The World bank
1 July 2012. The World Bank blamed Bangladesh government for failing to take action against a high-level corruption and cancelled a $1.2 billion loan for a bridge there.
Bangladesh’s Communication Minister Obaidul Quader told reporters in Dhaka today that the World Bank’s decision was like a bolt from the blue and was unfortunate and mysterious.
Royal Canadian Mounted Police arrested last week two former employees of SNC-Lavalin Group Inc., Canada’s largest engineering company, on corruption charges in connection with the bridge project. The World Bank on Friday said the case also involves Bangladeshi government officials and private individuals.
The bank said it looked for ways to continue the project because of its importance to the country’s development and was ready to continue financing through a contractor outside of government control in exchange for action from Bangladesh authorities, including putting the suspected public officials on leave until the end of the investigation.
The conditions also included appointment of a special team for the case within the country’s own anti-corruption body and to let a World Bank-appointed panel have access to information on the investigation.
Bangladesh on Sunday asked the World Bank to review its decision to scrap the Padma Bridge loan deal and said that the lending agency’s claim of having “concrete evidence” of a graft plot is “entirely baseless”.

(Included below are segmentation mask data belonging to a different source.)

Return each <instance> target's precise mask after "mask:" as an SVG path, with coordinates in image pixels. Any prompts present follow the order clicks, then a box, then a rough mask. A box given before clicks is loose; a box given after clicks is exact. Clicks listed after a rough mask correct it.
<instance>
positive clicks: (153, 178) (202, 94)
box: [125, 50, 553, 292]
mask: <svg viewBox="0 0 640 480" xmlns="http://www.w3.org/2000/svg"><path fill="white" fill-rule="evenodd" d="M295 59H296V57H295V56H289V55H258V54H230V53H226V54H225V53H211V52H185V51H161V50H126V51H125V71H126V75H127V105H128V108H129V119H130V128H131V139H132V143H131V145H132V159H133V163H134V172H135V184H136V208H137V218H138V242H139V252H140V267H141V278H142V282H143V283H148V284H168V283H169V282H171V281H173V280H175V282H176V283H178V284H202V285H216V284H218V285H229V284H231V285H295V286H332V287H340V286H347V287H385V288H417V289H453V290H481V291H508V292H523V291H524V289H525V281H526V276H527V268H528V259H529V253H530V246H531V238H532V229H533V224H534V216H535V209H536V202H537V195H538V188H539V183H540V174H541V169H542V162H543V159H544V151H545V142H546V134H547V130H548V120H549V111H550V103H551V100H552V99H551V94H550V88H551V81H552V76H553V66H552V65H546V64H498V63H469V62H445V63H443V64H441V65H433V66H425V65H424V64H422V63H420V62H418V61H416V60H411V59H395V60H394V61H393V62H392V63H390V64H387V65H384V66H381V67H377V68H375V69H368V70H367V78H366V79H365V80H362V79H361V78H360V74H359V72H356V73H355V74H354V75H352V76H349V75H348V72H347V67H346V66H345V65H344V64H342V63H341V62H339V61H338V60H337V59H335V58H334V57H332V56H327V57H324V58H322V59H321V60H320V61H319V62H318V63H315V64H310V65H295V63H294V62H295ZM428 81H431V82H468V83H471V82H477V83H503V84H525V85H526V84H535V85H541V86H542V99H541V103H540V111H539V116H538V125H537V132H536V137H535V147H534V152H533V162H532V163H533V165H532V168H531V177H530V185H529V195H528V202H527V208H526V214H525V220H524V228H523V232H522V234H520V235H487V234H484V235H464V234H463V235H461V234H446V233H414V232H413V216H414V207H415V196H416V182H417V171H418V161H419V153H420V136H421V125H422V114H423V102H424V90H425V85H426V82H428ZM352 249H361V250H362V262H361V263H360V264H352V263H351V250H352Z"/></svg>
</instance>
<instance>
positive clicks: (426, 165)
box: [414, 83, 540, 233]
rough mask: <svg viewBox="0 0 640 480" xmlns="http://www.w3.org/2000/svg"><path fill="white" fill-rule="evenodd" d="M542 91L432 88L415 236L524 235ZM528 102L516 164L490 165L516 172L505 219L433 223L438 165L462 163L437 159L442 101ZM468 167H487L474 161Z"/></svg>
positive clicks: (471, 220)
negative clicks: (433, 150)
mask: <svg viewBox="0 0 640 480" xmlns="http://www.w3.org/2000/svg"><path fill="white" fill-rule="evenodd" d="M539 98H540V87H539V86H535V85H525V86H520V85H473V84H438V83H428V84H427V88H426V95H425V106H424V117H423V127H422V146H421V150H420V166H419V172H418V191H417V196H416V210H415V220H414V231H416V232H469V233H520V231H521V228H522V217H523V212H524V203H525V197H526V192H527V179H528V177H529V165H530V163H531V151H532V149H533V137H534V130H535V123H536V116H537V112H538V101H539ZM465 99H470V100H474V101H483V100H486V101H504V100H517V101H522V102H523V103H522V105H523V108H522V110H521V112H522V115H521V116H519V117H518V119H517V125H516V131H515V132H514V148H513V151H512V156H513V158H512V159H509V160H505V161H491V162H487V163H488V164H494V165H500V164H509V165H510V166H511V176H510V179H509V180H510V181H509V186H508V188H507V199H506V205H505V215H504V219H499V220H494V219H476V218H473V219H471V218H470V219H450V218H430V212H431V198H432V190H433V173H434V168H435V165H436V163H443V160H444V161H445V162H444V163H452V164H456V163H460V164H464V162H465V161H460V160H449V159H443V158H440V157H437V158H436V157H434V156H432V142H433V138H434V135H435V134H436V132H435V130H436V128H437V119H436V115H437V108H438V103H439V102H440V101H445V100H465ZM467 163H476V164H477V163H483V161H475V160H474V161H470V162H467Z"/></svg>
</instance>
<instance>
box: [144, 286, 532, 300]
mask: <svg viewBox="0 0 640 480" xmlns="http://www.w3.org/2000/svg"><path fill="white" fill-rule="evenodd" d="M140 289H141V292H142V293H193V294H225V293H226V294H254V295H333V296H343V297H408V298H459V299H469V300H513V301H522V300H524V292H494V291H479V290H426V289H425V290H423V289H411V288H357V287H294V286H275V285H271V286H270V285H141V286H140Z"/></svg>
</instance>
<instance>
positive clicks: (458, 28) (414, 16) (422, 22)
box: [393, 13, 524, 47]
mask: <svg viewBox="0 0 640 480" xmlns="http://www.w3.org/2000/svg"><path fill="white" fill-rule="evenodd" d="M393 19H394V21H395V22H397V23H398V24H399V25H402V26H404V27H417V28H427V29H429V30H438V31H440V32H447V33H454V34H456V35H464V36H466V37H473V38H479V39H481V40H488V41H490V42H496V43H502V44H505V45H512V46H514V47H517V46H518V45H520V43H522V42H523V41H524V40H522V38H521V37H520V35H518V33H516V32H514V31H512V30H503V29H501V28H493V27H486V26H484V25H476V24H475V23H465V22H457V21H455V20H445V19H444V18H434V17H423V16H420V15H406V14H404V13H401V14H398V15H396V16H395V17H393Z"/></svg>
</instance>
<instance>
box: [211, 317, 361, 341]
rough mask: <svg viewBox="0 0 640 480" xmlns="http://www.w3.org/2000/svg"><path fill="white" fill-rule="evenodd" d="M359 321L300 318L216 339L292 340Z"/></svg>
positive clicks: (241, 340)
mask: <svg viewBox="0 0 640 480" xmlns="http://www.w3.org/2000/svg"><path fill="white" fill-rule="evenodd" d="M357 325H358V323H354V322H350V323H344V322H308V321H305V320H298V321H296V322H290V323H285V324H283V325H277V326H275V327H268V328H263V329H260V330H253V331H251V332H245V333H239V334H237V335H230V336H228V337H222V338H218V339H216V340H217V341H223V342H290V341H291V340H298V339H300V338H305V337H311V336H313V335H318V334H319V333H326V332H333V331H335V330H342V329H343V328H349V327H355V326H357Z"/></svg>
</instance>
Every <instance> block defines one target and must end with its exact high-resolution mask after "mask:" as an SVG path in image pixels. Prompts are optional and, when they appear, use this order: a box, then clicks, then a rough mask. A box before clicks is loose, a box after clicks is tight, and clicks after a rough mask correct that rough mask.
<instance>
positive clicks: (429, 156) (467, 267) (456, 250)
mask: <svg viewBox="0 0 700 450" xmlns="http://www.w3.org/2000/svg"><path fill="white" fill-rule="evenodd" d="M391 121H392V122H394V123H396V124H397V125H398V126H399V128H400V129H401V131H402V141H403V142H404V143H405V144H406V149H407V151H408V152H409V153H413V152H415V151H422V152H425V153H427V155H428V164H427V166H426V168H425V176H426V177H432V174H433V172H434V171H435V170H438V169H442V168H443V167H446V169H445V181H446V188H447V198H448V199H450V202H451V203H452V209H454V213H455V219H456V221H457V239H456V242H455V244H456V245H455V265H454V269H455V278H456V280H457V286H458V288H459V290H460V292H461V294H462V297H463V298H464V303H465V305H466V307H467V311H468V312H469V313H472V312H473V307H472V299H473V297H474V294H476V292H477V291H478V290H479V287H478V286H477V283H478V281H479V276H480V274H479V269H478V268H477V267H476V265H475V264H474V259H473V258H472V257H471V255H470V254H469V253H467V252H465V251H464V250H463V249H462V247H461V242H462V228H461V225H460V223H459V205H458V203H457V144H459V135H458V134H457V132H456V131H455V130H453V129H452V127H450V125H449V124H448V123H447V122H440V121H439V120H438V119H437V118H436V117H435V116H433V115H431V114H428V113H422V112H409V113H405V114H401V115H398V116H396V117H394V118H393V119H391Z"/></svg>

“The World Bank claim of having concrete evidence (of graft) is entirely baseless…Unacceptable,” Finance Minister AMA Muhith told a press briefing at his office this evening, a day after the multilateral lending agency scrapped the USD 1.2 billion credit deal on grounds of “corruption conspiracy”.
“Their (WB) all statements are against possible corruption (and) no donor money was used for the project yet…The government spent Taka 1500 crore from own funds for land acquisition (for the project) amid extreme transparency and nobody complained of anomalies in that process,” Muhith said.
He said the government would now await World Bank to revise its decision as the Bangladesh representative to the Washington-based lending agency initiated a discussion for an amicable settlement of the issue.